A disposição da cláusula penal era vista como necessária para o controle das negociações e do equilíbrio entre os clubes, caso contrário, a rescisão contratual pelo atleta para transferência à um clube mais forte, sem qualquer cominação, ensejaria o enfraquecimento das competições e da promoção do esporte.
Além disso, a cláusula penal também tinha como objetivo fortalecer os times brasileiros quando se tratava de transferência internacional de clubes, não havendo qualquer limite de valores para sua aplicação, diversamente do que ocorria no âmbito nacional.
Com o advento da Lei no ano de 2011 a cláusula penal foi expurgada da legislação, isso porque era reiterado o dissenso entre a sua unilateralidade ou bilateralidade, assim, como forma de aprimorar e equilibrar a relação jurídico-trabalhista, passou a vigorar novas cláusulas de regulação da extinção contratual: a cláusula indenizatória, acionada em favor das entidades desportivas e a cláusula compensatória, acionada em favor dos atletas.
O TÉRMINO ANTECIPADO DO CONTRATO E O EXERCÍCIO DAS CLÁUSULAS DE REGULAÇÃO DA EXTINÇÃO CONTRATUAL
Quando o contrato especial de trabalho chega ao seu termo, o vínculo entre as partes dá-se por dissolvido. A partir disso, o atleta profissional pode firmar uma nova relação empregatícia com outra entidade desportiva de interesse.
Entretanto, não seguindo o fluxo natural da relação jurídico-trabalhista e findando o contrato antecipadamente, seja pelo atleta profissional, seja pela entidade desportiva, sabidamente a parte que não deu causa restará em prejuízo, visto os dispêndios e expectativas criadas.
A Lei Pelé dispõe em seu artigo 28 prevê a obrigatoriedade da previsão contratual tanto da cláusula indenizatória desportiva, quanto da cláusula compensatória desportiva, cada qual com sua particularidade.

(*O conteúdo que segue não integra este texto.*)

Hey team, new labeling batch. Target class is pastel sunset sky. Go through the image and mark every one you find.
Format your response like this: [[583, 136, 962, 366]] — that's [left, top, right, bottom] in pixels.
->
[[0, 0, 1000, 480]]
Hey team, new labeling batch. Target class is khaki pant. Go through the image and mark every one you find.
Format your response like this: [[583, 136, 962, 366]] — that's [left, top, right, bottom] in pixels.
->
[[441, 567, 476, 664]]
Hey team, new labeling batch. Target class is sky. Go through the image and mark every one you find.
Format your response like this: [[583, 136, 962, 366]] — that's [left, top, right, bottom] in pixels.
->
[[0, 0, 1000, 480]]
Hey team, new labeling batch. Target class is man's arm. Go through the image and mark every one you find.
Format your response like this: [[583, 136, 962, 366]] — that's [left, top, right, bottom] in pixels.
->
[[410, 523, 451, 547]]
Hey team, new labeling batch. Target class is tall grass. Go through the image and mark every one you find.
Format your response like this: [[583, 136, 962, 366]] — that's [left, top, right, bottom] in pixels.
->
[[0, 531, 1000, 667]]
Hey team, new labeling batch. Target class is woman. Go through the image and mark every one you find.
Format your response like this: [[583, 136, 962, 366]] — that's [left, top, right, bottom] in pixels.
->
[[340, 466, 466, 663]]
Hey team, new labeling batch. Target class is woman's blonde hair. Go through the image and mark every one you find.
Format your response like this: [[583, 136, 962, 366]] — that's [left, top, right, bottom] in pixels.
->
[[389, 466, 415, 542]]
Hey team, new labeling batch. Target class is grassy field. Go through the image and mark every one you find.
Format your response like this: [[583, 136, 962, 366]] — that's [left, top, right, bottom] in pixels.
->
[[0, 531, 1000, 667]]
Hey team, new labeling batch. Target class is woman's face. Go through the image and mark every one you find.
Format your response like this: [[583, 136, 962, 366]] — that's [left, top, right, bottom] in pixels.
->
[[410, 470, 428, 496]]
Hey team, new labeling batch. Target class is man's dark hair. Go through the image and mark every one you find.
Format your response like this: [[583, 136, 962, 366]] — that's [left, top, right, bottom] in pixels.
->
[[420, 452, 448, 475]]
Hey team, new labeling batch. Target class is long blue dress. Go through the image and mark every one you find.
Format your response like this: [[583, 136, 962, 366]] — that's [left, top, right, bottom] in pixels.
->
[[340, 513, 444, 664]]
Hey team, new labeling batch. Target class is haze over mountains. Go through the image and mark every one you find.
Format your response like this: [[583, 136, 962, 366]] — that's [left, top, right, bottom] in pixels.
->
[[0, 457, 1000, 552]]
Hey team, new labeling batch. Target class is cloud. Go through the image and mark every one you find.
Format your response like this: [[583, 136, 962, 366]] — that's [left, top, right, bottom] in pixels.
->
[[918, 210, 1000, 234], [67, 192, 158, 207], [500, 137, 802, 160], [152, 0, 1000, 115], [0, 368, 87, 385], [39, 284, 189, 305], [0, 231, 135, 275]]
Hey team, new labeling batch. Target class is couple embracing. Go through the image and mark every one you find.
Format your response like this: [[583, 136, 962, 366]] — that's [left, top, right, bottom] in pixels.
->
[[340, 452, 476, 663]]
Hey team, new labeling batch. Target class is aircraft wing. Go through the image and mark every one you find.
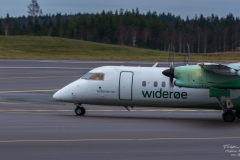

A cláusula indenizatória desportiva é prevista em favor da entidade contratante e será devida quando, durante a vigência do contrato, o atleta for transferido para outra entidade, nacional ou estrangeira; ou, ainda, quando o atleta solicitar unilateralmente o afastamento das atividades, mas acabar retornando à elas dentro do prazo de 30 (trinta) meses e, necessariamente, em outra entidade de prática desportiva.
Denota-se que, diferentemente da revogada cláusula penal que somente persistia enquanto o contrato perdurasse, a nova cláusula obrigatória mantém-se durante os 30 (trinta) meses posteriores ao afastamento das atividades do atleta, tudo como forma de evitar o conluio e falsas motivações.
O valor a título de pagamento indenizatório pelo atleta poderá ter seu valor livremente estipulado pelas partes, possuindo limitação máxima tão somente para as transferências nacionais, a qual deverá respeitar até 2.000 (duas mil) vezes o valor médio do salário contratual, sendo solidariamente responsável pelo pagamento a nova entidade empregadora, por influência da teoria do terceiro cúmplice motivador, prevista pelo Código Civil Brasileiro.
Quanto ao limite previsto, há a aproximação do escopo da cláusula penal, pois a legislação continua a objetivar o fortalecimento dos clubes brasileiros ao não estipular qualquer limitação para transferências internacionais.
Por sua vez, a cláusula compensatória desportiva tem sua previsão em favor do atleta nos casos de rescisão decorrente do inadimplemento salarial pela entidade empregadora, nas hipóteses de rescisão indireta previstas pelo artigo 483 da CLT, e na dispensa imotivada.
A retro mencionada cláusula deverá ser executada, inclusive, quando a entidade constar em atraso com o pagamento do contrato de direito de imagem do atleta, por período igual ou superior a 03 (três) meses, ainda que de forma parcial. E, quando o atleta estiver cedido por meio de contrato de empréstimo, o não pagamento dos seus salários e contribuições, por 02 (dois) meses, implicará na incidência daquela a seu favor, sob a responsabilidade da entidade cessionária.
O valor compensatório de responsabilidade da entidade desportiva ao atleta também poderá ser livremente estipulado pelas partes, atentando-se a limite mínimo e máximo, quais sejam, no importe mínino correspondente ao valor total de salários mensais a que teria direito o atleta até o término do referido contrato e no importe máximo de 400 (quatrocentas) vezes o valor do salário mensal no momento da rescisão.
À vista do exposto, com pagamento da devida cláusula desportiva, seja indenizatória ou compensatória, o vínculo desportivo do atleta com a entidade empregadora, considerado de natureza acessória ao vínculo empregatício, dissolver-se-á para todos os efeitos legais, podendo as partes prosseguirem sem mais embaraços.
CONCLUSÃO
Conclui-se que a readequação da sistemática rescisória do contrato especial de trabalho do atleta passou a ter notória importância a partir do surgimento de diversos precedentes a cerca da aplicabilidade da cláusula penal.
Após reiteradas decisões a respeito, inclusive da SBDI-1 do Colendo Tribunal Superior do Trabalho que firmou o entendimento de que a cláusula penal tão somente trabalhava a favor do empregador, e estando os atletas descontentes com a decisão que se instalava no âmbito desportivo, a alteração legislativa urgiu para pacificar os ânimos.
Atualmente, a Lei Pelé prevê a obrigatoriedade da disposição contratual das cláusulas indenizatória e compensatória, juntamente com as limitações a título de pagamento rescisório, como forma de equilibrar as relações, tanto do atleta com o clube, quanto entre os próprios clubes no momento da disputa pelo atleta profissional.
A evolução do equilíbrio no momento da rescisão do pacto é parte importante do desenvolvimento do direito desportivo laboral, mas, em síntese, as discussões doutrinárias e jurisprudenciais continuarão, em especial quanto ao contrato de trabalho que o regulamenta, por se tratar de uma legislação precária e que há anos vem moldando o seu próprio sistema jurídico desportivo laboral.